Recomendo, a despeito de dúvidas a esse respeito, uma investigação em torno desses nomes: Hugo Assmann, Jung Mo Sung, Franz Hinkelammert, Ulrich Duchrow, Ignacio Ellacuria, Jon Sobrino, José Comblin, Juan Luis Segundo, Leonardo Boff e Elza Tamez. Esses são somente alguns nomes acerca dos quais consigo lembrar sem consulta.

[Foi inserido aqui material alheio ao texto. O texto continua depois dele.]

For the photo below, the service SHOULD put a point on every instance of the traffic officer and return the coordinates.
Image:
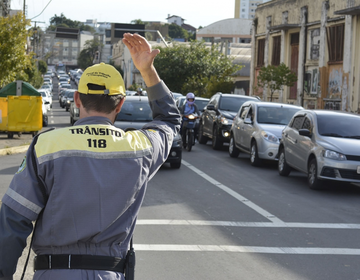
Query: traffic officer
(84, 184)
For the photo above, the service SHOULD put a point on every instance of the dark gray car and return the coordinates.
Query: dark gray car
(323, 144)
(135, 113)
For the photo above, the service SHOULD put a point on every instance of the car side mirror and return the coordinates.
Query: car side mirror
(305, 132)
(248, 121)
(211, 107)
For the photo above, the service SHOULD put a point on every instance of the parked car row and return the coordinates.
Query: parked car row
(323, 144)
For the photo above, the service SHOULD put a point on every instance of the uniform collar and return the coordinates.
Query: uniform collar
(94, 120)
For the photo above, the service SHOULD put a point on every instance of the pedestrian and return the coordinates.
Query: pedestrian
(84, 184)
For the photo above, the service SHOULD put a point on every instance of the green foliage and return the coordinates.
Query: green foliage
(42, 66)
(62, 21)
(275, 78)
(195, 67)
(86, 56)
(13, 59)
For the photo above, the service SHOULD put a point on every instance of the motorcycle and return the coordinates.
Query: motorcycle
(188, 136)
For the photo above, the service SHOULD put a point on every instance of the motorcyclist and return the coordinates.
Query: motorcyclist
(139, 92)
(188, 108)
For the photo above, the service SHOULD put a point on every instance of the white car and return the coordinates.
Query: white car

Em certa medida, observando as especificidades de cada um desses articuladores, todos apontaram para o que Assmann se referia como sendo uma idolotria do mercado. Aplicar a idolatria como chave interpretativa em relação ao mercado mundial globalizado significa dizer que este assumiu as características da “idéia de Deus”. Mas essa identificação da idolatria do mercado não se faz por simples analogia. Antes, faz-se a partir do reconhecimento da auto-divinização mesma do mercado ao impor-se como um absoluto para as pessoas, como objeto de esperança ditando as “leis do sucesso”, o perfil do homem e da mulher bem-sucedidos (nesse caso, os consumidores), e, por tabela, identificado os interesses dos grupos dominantes com os interesses de todos e com os da natureza.

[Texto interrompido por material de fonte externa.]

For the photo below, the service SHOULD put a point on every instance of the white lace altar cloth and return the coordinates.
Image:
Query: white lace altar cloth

Confira você mesmo, num exemplo, se a tipologia dos ídolos modernos elaborada por Jon Sobrino não explica muito da bifurcação econômica pela qual atravessa o mundo agora:

(1) os ídolos [nesse caso, o mercado] apresentam características de divindades: ultimacidade (não se pode ir além deles), autojustificação (não necessitam justificar-se a si mesmos diante dos seres humanos), intocabilidade (não podem ser questionados e quem o fizer será destruído);

(2) agregam a si instituições sociais como instrumentais de ação: poder militar, político, patriarcal, cultural, étnico, judicial, intelectual e também com freqüência o poder religioso;

(3) exigem culto: as práticas cruéis do capitalismo;

(4) exigem uma ortodoxia: exigem uma ideologia acompanhante [neoliberalismo?] e prometem salvação a seus adoradores, isto é, torná-los semelhantes aos ricos e poderosos do primeiro mundo.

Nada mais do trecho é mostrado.